Clido supports a project rules file that injects custom instructions into the agent’s system prompt automatically whenever you run clido in your project. This lets you encode team conventions, code style requirements, and project-specific guidance without repeating yourself in every prompt.

CLIDO.md is a Markdown file you place in your project directory. Its contents are prepended to the system prompt every time clido runs from within that project tree. Think of it as a persistent context file — the agent always knows your project conventions.

Clido searches for rules files starting from the current working directory and walking up toward the filesystem root. It recognizes two locations per directory:

  1. .clido/rules.md — hidden config directory, preferred for larger projects
  2. CLIDO.md — visible root-level file, easy to commit and review

It also loads a global rules file at ~/.config/clido/rules.md (lowest priority), which applies to all projects.

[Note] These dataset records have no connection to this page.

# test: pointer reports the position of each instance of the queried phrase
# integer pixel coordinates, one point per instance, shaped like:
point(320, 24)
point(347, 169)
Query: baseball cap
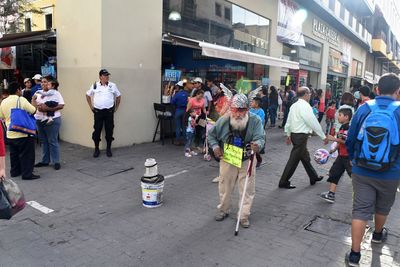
point(198, 80)
point(37, 77)
point(180, 83)
point(239, 101)
point(104, 72)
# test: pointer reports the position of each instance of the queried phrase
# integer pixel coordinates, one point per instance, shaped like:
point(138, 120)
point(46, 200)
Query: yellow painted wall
point(123, 37)
point(38, 20)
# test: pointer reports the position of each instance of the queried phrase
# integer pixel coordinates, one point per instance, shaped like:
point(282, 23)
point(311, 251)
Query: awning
point(219, 51)
point(27, 38)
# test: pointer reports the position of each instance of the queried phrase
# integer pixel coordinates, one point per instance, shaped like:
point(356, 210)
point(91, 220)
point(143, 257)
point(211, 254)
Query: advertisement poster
point(289, 29)
point(8, 58)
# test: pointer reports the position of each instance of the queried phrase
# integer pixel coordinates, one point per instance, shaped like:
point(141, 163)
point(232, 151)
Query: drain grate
point(329, 227)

Lookup hierarchy (priority order, highest last)

Section titled “Lookup hierarchy (priority order, highest last)”
~/.config/clido/rules.md ← global (lowest priority)
/parent-dir/CLIDO.md ← ancestor directory
/parent-dir/.clido/rules.md
/your-project/CLIDO.md ← project root
/your-project/.clido/rules.md ← project hidden dir (highest priority)

Files closer to the current working directory take higher priority (their rules appear last in the assembled prompt). Within a single directory, .clido/rules.md is checked before CLIDO.md.

# My Project Rules
## Code style
- Use 4-space indentation.
- Prefer `const` over `let` where possible.
- All public functions must have doc comments.
## Testing
- Write unit tests for every non-trivial function.
- Test file names must match `*_test.rs` or be in a `tests/` module.
## Commit messages
- Use conventional commits: `feat:`, `fix:`, `chore:`, etc.
- Keep the subject line under 72 characters.

Rules files can import other Markdown files using the [import: ./path/to/file.md] directive on its own line:

# Project Rules
[import: ./docs/style-guide.md]
[import: ./docs/testing-conventions.md]
## Additional notes
These are appended after the imported content.

Import paths are resolved relative to the file containing the directive. Imports are inlined at the position of the directive. Recursion is limited to 5 levels deep, and circular imports are detected and skipped automatically.

Skip all rules file discovery and injection for this invocation:

Terminal window
clido --no-rules "refactor this file"

Useful when you want a clean run without any project context.

Use a specific rules file instead of the standard hierarchical lookup:

Terminal window
clido --rules-file ./custom-rules.md "implement the feature"

You can also set this via the environment variable CLIDO_RULES_FILE.

You can set no-rules and rules-file persistently in your .clido/config.toml:

[agent]
no-rules = false
rules-file = "/path/to/my/rules.md"

In the interactive TUI (REPL), type /rules to display a popup showing all currently active rules files and a preview of their content. Press Enter or Esc to dismiss the overlay.

This is useful for quickly verifying which rules files are being picked up in the current working directory.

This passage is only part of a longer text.